The building where Mandl students have been entering and studying to begin their careers in healthcare for decades, 254 W 54, is one of the most culturally famous buildings in NYC. It's true! This address has been home to opera houses, CBS TV and the Johnny Carson Show, the infamous Studio 54, Roundabout Theatre Company, and of course Mandl School.
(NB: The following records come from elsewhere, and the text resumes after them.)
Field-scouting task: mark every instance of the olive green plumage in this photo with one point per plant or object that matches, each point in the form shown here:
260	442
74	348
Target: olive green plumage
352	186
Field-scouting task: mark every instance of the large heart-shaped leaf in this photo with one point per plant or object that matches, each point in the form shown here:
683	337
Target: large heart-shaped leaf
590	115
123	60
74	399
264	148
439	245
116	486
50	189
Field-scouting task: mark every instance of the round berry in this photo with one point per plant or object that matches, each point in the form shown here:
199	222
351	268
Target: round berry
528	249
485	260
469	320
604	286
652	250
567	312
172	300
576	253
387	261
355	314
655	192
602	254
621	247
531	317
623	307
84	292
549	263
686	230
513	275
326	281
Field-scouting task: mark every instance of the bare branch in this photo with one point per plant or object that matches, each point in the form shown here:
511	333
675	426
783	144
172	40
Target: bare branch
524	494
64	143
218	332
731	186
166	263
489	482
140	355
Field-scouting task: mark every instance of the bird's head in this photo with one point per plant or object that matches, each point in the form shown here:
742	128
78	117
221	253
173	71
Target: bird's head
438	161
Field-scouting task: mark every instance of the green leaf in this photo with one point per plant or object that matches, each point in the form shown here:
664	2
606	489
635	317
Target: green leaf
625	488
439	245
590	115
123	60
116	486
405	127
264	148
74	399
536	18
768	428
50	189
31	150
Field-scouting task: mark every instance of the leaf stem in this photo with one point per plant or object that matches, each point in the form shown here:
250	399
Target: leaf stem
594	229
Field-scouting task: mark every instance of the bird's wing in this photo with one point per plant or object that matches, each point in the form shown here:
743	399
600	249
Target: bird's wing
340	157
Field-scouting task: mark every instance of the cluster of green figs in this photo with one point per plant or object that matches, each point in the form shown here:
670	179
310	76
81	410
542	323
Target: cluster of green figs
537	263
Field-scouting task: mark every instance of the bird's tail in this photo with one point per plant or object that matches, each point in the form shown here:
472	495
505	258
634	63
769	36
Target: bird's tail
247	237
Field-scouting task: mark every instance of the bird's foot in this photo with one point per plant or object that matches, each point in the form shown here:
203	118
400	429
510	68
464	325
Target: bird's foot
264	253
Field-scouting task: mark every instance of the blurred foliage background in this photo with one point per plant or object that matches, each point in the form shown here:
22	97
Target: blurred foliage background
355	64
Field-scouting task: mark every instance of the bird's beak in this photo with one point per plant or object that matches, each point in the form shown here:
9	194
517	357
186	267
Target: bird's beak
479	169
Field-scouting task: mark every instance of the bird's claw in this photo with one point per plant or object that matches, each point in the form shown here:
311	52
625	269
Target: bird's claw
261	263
254 West 54th Street has a narrow office section fronting 54th Street, clad in buff-colored brick above a 3-story limestone base. It opened as the Gallo Opera House and transformed into the New Yorker Theatre in 1930. CBS purchased the space in 1942 and made it the home of renowned television shows like "The Johnny Carson Show." CBS sold the space in the late 1970s, and the new owners transformed the space into the most legendary nightclub of the disco-era, Studio
54.
The ground floor, painted black, has three entrances - the larger, center one has four glass doors below a large marquee, and accesses the Roundabout Theater Company at Studio 54. The west entrance is to the Mandl School, and has glass-and-metal double-doors and sidelights set in a steel frame, below a small, angled, blue canvas canopy. The east entrance has three glass door next to a red-painted wooden door that accesses Feinstein's 54 Below restaurant and cabaret. The base is capped by a stone
cornice with large modillions and four bracketed forms at the main piers, each with a carved statue of muse figures.
The upper floors have four single-windows in the middle, and end bays of double-windows with black iron mullions. Between the 4th & 5th floors the brick spandrels have stone ribs, and the end piers have vertical stone panels, while the middle two piers have shallow, arched niches. On the floors above the windows have stone sills and brick lintels. The end bays set back above the 11th floor, with the middle bays setting back above the 13th.
The rear facade on 53rd Street is clad in beige brick. The ground floor has a freight entrance at the east end, and poster boxes to the left. The 2nd-4th floors have four bays of single-windows, and a smaller windows inserted between the western two. They have brick sills, and at the 2nd floor the four main bays have brick round-arches on top. A large, angled sign is attached to the upper floors.